Kuhn’s paradigm definition is a little more than a theory, although the terms are often used interchangeably. It is a complete and overall view of a phenomenon, often relying upon some basic principles.
This process continues for a long time, until some experiments begin uncovering errors. A certain amount of error is accepted, and it can be absorbed by slight changes in the paradigm.
However, eventually, the basic and fundamental principles may be shown to have error and there is a paradigm shift, a way of looking at the same information in a completely different way.
Probably the best way to look at a paradigm shift is through example, using example of Ptolemy, whose fixation upon a paradigm created problems. Ptolemy, in common with most Ancient Greek philosophers, believed that the earth was at the center of the universe, and that the sun and other planets revolved around it.
Unfortunately, the empirical observations did not entirely fit this view. Some planets, when their positions were measured, appeared to move backwards relative to others, a retrograde motion.

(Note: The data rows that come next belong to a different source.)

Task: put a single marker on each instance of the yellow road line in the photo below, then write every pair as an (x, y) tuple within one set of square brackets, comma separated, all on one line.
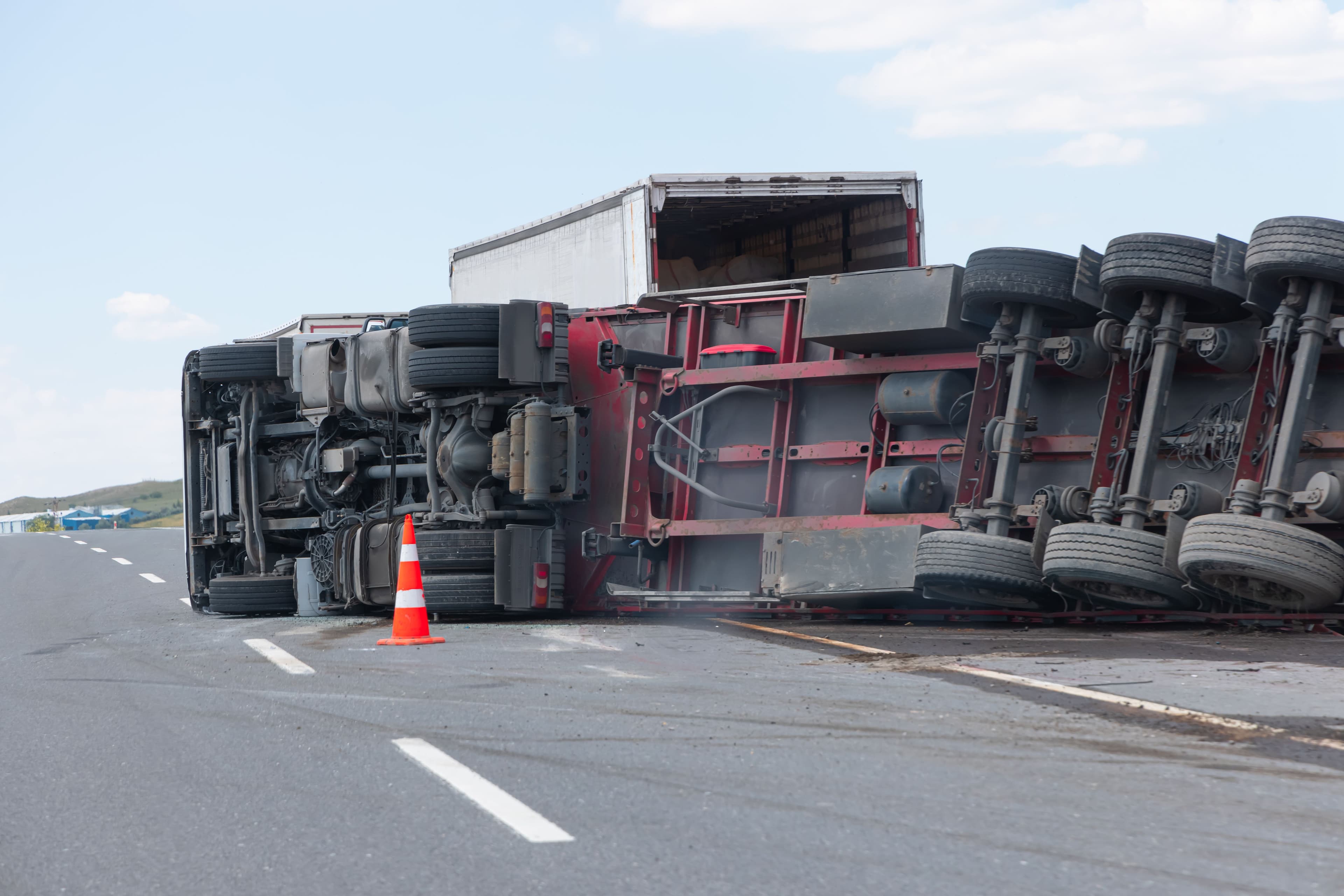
[(1162, 708), (806, 637)]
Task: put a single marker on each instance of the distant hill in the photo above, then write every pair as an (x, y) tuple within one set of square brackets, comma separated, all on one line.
[(148, 496)]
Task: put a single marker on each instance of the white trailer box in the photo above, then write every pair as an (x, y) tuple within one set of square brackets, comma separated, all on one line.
[(680, 232)]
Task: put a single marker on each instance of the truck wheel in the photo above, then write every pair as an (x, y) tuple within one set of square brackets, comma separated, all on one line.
[(238, 362), (1113, 566), (974, 567), (460, 593), (1296, 248), (448, 550), (253, 594), (1029, 276), (1168, 264), (1262, 562), (443, 326), (435, 368)]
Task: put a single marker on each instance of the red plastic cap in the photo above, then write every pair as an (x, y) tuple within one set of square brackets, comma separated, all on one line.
[(541, 585), (737, 347)]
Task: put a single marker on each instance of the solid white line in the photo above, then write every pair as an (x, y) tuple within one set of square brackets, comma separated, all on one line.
[(1193, 715), (533, 827), (280, 657)]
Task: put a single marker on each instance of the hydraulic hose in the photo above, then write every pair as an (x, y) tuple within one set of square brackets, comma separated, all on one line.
[(436, 500)]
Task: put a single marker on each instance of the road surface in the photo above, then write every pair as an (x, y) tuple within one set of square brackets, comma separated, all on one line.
[(150, 749)]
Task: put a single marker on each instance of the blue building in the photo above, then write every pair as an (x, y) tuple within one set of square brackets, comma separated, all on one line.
[(89, 518)]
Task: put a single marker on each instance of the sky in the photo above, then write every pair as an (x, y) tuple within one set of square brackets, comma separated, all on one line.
[(182, 174)]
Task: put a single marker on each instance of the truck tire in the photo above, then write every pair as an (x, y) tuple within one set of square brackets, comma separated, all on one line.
[(1027, 276), (432, 368), (238, 362), (1296, 248), (1113, 566), (444, 326), (1262, 562), (460, 593), (449, 550), (974, 567), (1168, 264), (253, 594)]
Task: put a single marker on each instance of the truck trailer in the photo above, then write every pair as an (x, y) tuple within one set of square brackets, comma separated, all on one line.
[(1127, 433)]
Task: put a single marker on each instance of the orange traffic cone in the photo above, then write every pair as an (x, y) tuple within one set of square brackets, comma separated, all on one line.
[(411, 622)]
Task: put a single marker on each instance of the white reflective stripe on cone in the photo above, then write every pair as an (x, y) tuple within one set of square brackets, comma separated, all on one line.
[(411, 598)]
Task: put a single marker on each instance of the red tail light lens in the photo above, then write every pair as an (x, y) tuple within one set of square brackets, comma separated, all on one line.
[(541, 585), (545, 326)]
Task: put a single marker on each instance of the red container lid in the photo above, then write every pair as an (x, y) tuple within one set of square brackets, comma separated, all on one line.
[(737, 347)]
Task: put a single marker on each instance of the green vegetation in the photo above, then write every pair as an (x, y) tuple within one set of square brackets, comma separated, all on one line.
[(150, 496), (174, 520)]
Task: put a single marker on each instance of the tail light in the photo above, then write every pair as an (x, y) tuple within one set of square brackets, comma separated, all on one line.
[(541, 585), (545, 326)]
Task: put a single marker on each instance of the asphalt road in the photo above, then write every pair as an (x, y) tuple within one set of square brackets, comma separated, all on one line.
[(148, 749)]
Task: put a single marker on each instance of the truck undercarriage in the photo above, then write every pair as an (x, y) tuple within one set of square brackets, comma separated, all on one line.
[(1029, 436)]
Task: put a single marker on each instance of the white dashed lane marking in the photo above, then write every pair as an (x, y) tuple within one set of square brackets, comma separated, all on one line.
[(281, 657), (514, 813)]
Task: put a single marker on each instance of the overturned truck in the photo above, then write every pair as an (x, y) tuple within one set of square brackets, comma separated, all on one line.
[(1142, 430)]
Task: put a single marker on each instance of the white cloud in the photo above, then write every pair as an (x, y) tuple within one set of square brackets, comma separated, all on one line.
[(1097, 150), (572, 42), (148, 318), (48, 448), (1074, 66)]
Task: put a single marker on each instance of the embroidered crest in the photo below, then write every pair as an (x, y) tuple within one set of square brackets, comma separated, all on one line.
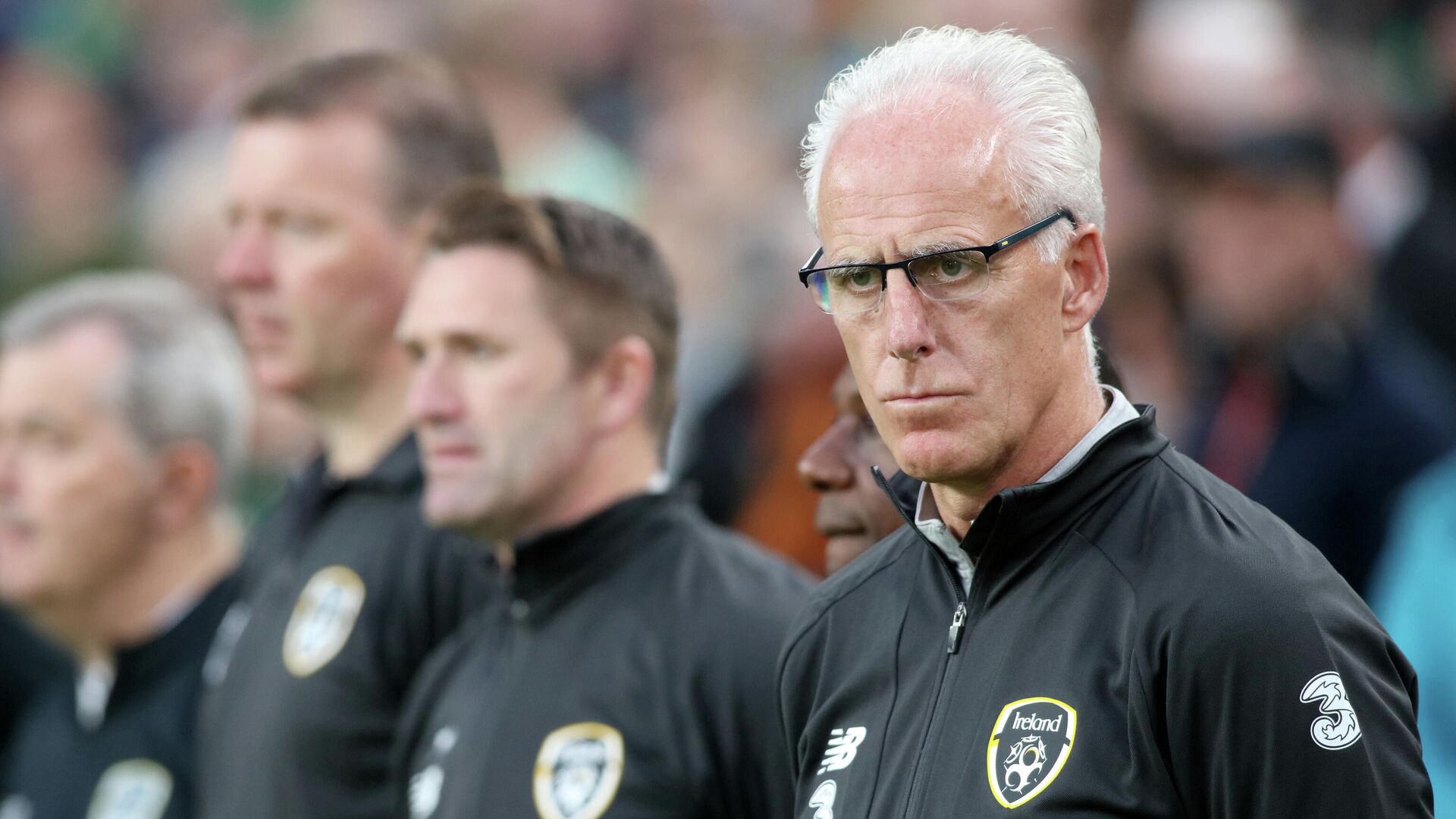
[(322, 620), (1030, 744), (131, 789), (579, 771)]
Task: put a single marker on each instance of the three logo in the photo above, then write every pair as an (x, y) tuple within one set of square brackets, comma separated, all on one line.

The answer, postulated by Ptolemy, working within the paradigm, was that the planets moved in epicycles, or circles within greater circles.
The problem with that view came when Ptolemy, and later observers, made more accurate observations. More epicycles had to be added, making circles within circles.
It was not until Copernicus that this view was challenged. He postulated that the sun was at the center of the solar system, which was regarded as the center of the universe at that time.
This was an example of fringe science beginning to build up evidence against a paradigm. He did not completely find the answer, because his model still needed epicycles; he had no inkling that orbits were elliptical, and not the perfect circles that convention dictated.
However, his mathematics and theory was cleaner, and Occam’s razor dictated the simplest course. With Galileo, and the invention of the telescope, the model fell into place, and the first fairly accurate model of the universe appeared.
The paradigm shifted, and it was only the resistance of the church that prevented immediate adoption. After this came Newton’s ideas and physics worked within a new paradigm.
Poor Ptolemy is often used as a metaphor for bad science and irrationality, but this is very unfair, and is an example of a fallacy, an argument from superiority. Using the equipment he had available, with no telescopes and limited mathematics, there was little wrong with his theory or methods.
His measurements were supremely accurate and were used for measuring the motion of the planets until the time of Copernicus. His rigorous and meticulous approach was faultless, and he was a good empirical scientist. Copernicus, Galileo and Newton had a lot of respect for him, so the modern world must be careful not to judge Ptolemy harshly.
Unfortunately, this is one of the downsides of paradigm shifts, where scientists who performed good work within the confines of the paradigm become ridiculed. Much of the problem is that they cling to their theories, becoming more stubborn, and showing signs of confirmation bias. This opens them up to ridicule by history, and they are judged by this, rather than by their other achievements.